饼状图是说当每个框都是某个角度的时候吗?当每个框都不旋转的时候阳性样本平均数量是5.2?还是说饼状图的意思是自由旋转,某个特定角度的框的阳性样本是多少多少?这个饼状图并没有横向比较诶,只有这张图自己内部比较。

柱状图是锚框大小不同下平均阳性

        ④They introduce dynamic Prior Capturing Block (PCB) as their prior method. Based on this, they further utilize Cross-FPN-layer Coarse Positive Sample (CPS) to assign labels. After that, they reorder these candidates by prediction (posterior), and present gt by finer Dynamic Gaussian Mixture Model (DGMM)

eradicate  vt.根除;消灭;杜绝  n.根除者;褪色灵

2.3. Related Work

2.3.1. Oriented Object Detection

(1)Prior for Oriented Objects

(2)Label Assignment

2.3.2. Tiny Object Detection

(1)Multi-scale Learning

(2)Label Assignment

(3)Context Information

(4)Feature Enhancement

2.4. Method

(1)Overview

        ①For a set of dense prior P\in\mathbb{R}^{W\times H\times C}, where W denotes width, H denotes height and C denotes the number of shape information(什么东西啊,是那些点吗), mapping it to D by Deep Neural Network (DNN):

D=\mathrm{DNN}_{h}(P)

where \mathrm{DNN}_{h} represents the detection head(探测头...外行不太懂,感觉也就是一个函数嘛?);

one part D_{cls}\in\mathbb{R}^{W\times H\times A} in D denotes the classification scores, where A means the class number(更被认为是阳性的样本那层的W\times H里的数据会更大吗);

one part D_{reg}\in\mathbb{R}^{W\times H\times B} in D denotes the classification scores, where B means the box parameter number(查宝说是w, h, x, y, a之类的是box parameter

        ②In static methods, the pos labels assigned for P is G=\mathcal{M}_{s}(P,GT)

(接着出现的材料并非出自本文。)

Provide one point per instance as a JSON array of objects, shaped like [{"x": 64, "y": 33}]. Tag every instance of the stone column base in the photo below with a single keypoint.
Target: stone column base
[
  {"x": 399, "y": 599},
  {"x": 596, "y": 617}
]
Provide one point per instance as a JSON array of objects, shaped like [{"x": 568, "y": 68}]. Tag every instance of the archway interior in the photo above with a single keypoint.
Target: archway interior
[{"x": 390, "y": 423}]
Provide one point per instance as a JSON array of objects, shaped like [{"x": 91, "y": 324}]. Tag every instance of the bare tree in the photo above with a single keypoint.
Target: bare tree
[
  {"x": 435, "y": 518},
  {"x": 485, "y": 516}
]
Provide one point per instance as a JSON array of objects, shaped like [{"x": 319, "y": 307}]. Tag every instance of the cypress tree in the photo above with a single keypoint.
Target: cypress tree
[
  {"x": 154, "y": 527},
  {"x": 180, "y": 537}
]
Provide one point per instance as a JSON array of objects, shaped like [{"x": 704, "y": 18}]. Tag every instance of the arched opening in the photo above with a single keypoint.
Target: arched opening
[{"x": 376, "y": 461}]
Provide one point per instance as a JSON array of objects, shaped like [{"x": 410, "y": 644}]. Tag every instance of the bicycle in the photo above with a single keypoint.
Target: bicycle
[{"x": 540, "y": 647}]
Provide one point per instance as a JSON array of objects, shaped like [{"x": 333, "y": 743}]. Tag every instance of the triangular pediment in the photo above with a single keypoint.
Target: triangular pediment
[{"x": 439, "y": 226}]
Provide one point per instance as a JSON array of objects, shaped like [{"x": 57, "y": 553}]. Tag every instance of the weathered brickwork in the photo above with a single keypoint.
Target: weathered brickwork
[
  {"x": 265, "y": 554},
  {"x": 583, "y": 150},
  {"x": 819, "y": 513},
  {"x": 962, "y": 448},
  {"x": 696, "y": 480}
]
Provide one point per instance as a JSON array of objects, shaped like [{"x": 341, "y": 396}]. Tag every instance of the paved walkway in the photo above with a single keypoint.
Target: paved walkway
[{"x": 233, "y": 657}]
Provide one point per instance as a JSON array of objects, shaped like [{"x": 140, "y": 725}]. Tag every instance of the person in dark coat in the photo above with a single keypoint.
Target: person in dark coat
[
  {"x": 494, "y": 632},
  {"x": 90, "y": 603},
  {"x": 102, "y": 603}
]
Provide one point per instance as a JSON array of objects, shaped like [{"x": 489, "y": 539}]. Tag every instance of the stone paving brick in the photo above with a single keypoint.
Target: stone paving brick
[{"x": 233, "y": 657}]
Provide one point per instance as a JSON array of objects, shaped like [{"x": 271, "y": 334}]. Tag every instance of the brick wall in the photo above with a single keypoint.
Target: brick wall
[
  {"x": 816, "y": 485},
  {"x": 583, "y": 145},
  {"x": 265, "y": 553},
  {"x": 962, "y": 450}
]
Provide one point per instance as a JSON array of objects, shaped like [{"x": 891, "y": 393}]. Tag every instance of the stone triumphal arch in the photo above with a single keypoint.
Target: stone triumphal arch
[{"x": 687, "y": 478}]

        ③In dynamic methods, the pos labels set G integrate posterior information: G={\mathcal M}_{d}(P,D,GT)

        ④The loss function:

\mathcal{L}=\sum_{i=1}^{N_{pos}}\mathcal{L}_{pos}(D_{i},G_{i})+\sum_{j=1}^{N_{neg}}\mathcal{L}_{neg}(D_{j},y_{j})

where N_{pos} and N_{neg} represent the number of positive and negative samples, y_i is the neg labels set

        ⑤Modelling D{\mathcal M}_{d} and GT:

\tilde{D}=\mathrm{DNN}_{h}(\underbrace{\mathrm{DNN}_{p}(P)}_{\text{Dynamic Prior}\hat{P}})

\tilde{G}=\mathcal{M}_{d}(\mathcal{M}_{s}(\tilde{P},GT),\tilde{GT})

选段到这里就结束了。